New Promising Synthetic Compounds
Theories such as excitatory neurotransmitter neurotoxicity, altered insulin signaling, oxidative stress, and inflammation can all help to explain the causes of dementia and provide a new theoretical foundation and therapeutic target for the development of new AD medicines. 5 Acetylcholine esterase (AChE) is the most important enzyme that regulates acetylcholine levels. Numerous studies have revealed a link between learning and memory functions and AChE activity in experimental animals.6 Thus, the use of acetylcholinesterase (AChE) inhibitors like as rivastigmine or dopenzil, which increase the availability of acetylcholine at cholinergic synapses, constitutes a significant therapeutic strategy for the condition.7 A literature review revealed that the coumarin in nucleus, also known as 2H-1-benzopyran-2-one, is the primary structural component of several natural products and synthetic compounds with a wide range of biological activities . Coumarins are fascinating molecules for drug discovery in the field of AChEIs due to the possibility of chemical substitutions at multiple locations within this core structure. Recent in vitro studies have shown that the coumarin moiety can inhibit cholinesterase enzymes.

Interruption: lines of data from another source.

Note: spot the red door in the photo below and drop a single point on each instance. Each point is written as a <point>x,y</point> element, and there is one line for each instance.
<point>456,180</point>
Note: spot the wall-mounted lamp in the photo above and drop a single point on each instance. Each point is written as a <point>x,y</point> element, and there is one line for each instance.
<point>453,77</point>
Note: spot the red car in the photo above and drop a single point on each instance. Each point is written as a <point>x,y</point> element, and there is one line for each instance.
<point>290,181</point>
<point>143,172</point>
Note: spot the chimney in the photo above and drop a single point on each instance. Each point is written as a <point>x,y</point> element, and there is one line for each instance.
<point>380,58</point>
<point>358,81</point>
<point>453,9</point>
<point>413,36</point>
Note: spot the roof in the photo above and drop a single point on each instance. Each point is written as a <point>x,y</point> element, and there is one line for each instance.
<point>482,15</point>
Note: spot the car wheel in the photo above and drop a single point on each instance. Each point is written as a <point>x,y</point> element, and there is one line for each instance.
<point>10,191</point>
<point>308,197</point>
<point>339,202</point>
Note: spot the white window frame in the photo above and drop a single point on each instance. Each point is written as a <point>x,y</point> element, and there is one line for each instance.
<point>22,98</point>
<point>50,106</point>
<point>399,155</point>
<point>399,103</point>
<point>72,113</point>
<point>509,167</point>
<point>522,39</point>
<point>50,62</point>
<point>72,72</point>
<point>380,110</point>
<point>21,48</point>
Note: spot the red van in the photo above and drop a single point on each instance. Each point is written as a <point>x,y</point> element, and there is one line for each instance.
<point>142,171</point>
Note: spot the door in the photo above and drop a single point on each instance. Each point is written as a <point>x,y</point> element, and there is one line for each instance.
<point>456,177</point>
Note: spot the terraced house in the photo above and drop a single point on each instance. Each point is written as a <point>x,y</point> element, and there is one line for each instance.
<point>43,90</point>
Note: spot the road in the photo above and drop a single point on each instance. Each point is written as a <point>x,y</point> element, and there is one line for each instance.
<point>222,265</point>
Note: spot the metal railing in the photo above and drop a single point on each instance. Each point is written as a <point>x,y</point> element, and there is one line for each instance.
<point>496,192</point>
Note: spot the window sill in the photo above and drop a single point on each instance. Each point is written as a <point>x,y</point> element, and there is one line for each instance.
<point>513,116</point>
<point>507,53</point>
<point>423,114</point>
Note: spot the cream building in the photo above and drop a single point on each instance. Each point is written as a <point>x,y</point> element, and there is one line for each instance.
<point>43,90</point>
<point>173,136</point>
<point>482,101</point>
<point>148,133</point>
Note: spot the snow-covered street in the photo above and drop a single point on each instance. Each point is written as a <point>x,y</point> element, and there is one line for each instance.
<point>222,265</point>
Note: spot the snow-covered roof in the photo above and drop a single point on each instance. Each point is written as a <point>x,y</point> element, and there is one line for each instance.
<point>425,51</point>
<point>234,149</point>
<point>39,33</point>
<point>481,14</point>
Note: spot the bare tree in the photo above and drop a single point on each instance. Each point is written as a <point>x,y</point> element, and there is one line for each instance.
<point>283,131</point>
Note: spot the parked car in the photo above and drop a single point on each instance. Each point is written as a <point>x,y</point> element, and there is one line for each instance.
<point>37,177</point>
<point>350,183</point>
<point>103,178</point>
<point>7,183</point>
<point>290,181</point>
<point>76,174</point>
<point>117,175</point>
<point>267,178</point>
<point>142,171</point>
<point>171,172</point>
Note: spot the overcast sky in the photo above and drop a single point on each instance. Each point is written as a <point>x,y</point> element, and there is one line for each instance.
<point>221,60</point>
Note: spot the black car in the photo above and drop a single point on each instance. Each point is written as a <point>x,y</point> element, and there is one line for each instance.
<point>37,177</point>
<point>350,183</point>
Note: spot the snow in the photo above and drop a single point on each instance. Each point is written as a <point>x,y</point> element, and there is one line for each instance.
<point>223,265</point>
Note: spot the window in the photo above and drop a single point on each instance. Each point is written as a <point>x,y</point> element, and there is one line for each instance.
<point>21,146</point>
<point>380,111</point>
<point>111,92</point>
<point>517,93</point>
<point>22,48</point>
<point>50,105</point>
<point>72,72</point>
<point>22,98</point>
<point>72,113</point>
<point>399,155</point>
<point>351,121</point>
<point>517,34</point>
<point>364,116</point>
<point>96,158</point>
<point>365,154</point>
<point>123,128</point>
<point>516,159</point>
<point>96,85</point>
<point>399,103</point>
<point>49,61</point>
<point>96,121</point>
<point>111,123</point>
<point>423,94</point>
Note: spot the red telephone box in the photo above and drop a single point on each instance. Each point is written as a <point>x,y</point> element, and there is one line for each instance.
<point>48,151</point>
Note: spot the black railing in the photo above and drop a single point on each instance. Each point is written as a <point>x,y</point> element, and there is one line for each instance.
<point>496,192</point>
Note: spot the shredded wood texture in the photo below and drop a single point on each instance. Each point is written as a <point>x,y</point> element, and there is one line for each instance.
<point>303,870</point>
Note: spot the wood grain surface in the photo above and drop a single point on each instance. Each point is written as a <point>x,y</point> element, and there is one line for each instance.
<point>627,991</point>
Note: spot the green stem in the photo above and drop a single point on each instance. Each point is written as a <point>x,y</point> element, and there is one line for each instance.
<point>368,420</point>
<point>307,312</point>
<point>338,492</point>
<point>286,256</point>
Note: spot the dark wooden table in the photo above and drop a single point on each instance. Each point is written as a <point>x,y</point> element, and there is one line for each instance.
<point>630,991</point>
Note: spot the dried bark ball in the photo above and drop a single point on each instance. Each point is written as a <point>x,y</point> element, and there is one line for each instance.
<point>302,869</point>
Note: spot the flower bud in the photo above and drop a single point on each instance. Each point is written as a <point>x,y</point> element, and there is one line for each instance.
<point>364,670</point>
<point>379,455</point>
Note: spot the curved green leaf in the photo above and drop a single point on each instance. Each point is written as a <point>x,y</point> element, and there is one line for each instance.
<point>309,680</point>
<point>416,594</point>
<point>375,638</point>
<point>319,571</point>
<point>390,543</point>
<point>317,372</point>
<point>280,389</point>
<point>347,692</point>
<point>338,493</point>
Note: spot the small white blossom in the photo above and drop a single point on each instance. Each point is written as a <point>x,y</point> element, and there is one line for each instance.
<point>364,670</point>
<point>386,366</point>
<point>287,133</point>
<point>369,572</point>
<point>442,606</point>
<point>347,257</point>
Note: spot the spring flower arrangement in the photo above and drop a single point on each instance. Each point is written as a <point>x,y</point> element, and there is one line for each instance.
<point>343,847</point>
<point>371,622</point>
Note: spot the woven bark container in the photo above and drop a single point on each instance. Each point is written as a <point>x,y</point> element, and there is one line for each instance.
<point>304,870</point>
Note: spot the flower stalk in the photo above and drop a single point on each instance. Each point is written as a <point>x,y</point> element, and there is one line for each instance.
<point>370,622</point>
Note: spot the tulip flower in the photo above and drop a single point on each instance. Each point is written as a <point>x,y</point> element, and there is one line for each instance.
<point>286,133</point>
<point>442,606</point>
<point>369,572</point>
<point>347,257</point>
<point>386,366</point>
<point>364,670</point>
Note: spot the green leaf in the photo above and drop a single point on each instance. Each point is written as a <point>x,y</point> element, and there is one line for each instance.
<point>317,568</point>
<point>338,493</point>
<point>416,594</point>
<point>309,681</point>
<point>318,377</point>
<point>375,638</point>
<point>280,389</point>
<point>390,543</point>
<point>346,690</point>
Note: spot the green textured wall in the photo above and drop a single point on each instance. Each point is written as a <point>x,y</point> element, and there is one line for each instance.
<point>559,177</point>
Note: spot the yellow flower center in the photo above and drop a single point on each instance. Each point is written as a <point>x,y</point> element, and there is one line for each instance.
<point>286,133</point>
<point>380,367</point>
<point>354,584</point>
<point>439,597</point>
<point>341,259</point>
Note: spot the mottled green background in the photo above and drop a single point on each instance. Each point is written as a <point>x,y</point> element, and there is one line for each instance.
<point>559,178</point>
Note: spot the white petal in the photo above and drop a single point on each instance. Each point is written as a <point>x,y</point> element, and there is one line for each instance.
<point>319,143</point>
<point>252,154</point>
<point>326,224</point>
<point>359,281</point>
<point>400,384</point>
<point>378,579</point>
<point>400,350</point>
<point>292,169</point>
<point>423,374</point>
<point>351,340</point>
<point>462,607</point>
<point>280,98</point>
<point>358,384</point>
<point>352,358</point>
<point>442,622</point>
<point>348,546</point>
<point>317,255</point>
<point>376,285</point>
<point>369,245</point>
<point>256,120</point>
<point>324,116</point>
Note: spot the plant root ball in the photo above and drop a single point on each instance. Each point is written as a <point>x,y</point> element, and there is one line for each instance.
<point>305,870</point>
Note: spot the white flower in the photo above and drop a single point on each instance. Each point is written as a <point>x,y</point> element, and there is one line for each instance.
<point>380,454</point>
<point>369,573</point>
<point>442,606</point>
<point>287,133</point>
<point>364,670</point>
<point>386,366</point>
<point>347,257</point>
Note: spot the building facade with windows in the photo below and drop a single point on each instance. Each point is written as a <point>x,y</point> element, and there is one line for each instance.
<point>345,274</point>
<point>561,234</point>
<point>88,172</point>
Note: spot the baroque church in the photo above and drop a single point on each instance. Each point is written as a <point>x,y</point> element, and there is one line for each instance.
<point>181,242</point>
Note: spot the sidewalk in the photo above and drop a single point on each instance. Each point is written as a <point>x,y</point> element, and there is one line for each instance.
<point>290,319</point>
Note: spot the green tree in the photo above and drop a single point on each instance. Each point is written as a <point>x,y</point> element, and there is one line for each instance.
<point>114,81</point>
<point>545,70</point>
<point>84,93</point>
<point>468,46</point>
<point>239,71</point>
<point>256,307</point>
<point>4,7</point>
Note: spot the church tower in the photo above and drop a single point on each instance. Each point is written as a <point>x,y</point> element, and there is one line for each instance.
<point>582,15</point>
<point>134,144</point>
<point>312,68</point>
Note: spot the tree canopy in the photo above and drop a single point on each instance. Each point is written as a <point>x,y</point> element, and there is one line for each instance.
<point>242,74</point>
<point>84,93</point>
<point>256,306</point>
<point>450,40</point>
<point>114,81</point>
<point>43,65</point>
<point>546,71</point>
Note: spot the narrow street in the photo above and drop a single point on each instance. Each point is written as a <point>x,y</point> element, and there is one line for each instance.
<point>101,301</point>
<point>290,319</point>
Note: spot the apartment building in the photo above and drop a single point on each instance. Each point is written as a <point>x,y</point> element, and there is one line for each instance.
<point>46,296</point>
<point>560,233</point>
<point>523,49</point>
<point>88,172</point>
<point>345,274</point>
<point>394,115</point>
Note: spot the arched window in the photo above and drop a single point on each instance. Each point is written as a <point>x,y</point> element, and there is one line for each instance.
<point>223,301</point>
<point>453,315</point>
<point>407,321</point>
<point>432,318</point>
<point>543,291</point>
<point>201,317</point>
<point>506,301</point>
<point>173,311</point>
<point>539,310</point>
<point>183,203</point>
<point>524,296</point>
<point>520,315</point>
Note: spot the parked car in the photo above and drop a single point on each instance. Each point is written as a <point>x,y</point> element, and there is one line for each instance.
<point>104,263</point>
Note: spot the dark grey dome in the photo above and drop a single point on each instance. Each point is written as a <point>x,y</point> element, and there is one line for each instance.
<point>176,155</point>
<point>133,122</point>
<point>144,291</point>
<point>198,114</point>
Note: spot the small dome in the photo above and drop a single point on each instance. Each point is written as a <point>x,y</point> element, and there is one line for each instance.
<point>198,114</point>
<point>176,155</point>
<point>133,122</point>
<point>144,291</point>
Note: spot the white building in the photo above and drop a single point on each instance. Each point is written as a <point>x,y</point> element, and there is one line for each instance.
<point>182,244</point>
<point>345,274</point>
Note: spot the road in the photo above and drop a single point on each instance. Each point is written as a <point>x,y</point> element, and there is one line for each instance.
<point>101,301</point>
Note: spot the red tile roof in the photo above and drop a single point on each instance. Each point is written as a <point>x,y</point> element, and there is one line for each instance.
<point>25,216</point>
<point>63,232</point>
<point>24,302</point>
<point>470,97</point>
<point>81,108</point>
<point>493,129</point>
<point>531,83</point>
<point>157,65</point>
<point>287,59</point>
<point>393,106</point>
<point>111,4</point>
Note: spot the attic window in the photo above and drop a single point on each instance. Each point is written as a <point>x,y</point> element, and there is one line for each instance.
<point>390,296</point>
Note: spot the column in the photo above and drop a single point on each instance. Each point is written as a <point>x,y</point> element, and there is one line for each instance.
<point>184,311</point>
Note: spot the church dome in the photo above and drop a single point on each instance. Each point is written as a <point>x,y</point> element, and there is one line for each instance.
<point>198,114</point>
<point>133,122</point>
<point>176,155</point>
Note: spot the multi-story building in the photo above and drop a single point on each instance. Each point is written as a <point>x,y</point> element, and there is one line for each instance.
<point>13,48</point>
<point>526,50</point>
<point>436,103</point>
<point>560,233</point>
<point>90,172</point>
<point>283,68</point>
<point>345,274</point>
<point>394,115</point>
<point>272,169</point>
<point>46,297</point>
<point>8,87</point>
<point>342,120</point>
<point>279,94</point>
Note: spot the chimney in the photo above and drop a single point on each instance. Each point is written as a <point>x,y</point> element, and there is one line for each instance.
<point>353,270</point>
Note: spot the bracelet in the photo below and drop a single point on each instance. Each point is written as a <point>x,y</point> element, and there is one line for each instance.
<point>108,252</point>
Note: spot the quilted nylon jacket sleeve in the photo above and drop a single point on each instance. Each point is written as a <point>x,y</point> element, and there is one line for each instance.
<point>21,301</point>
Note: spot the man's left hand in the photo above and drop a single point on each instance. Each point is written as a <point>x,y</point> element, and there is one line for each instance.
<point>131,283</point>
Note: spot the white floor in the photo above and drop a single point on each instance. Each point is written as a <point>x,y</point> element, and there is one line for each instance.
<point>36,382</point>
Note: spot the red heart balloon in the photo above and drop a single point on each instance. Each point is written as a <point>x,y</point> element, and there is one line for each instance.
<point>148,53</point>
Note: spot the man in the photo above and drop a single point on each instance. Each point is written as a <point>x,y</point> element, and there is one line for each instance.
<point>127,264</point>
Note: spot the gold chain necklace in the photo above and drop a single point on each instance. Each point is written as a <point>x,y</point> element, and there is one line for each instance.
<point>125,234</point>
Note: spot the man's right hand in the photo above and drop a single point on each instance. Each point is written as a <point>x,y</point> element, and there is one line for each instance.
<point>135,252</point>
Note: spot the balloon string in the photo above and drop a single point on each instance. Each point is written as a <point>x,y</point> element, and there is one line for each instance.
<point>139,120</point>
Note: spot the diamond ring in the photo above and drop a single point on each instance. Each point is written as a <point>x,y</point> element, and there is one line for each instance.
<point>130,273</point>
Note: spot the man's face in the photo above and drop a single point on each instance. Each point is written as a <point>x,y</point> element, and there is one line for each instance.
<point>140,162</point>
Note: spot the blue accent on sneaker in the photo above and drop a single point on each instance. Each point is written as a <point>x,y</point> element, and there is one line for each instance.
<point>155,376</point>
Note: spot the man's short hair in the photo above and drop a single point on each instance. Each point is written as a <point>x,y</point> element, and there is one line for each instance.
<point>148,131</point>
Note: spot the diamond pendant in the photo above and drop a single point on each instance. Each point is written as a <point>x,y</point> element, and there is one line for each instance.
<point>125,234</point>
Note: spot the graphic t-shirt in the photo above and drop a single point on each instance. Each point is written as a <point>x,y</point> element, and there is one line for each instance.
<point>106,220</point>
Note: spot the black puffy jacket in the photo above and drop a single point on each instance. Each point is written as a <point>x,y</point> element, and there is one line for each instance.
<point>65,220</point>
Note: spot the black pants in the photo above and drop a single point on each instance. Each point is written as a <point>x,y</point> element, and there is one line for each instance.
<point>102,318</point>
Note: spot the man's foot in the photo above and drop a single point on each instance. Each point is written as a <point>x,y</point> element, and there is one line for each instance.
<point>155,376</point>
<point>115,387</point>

In addition to AChE suppression, the coumarin nucleus has a number of biological effects on Alzheimer’s disease, including inhibition of the enzyme secretase-1 (BACE-1), cyclooxygenase (COX)/ lipoxygenase (LOX) antagonists, cannabinoid receptor 2 (CB2) antagonists, gamma amino butyric acid (GABA) receptor agonists, NMDA receptor antagonists, and monoamineoxidase (MAO) inhibitors. Many coumarin natural compounds, including esculetin I, decursinol II, scopoletin III, and mesuagenin IV, exhibit anti-Alzheimer properties. [13,93]. N′ - (2,3-Dihydro-1H-inden-1-ylidene)2-((4-methyl-2- oxo- 2H-chromen-7-yl)oxy)acetohydrazide N′- (2,3-Dihydro-1H-inden-1- ylidene)2-((4-methyl-2-oxo-2H-chromen-7-yl)oxy)acetohydrazide design and synthetic route for the manufacture of novel 2-oxo-coumarin- 7-oxymethylene acetohydrazide derivatives 4a–d. The chemical structures of the novel analogues were investigated using IR, 1H-NMR, 13C-NMR, and mass spectra. The newly synthesized compounds were tested as acetylcholinesterase (AChE) inhibitors and antioxidants in comparison to donepezil and ascorbic acid, which served as reference medications. Compound 4c was the most effective AChE inhibitor, with an IC50 of 0.802 mM and DPPH scavenging activity of 57.14 ± 2.77.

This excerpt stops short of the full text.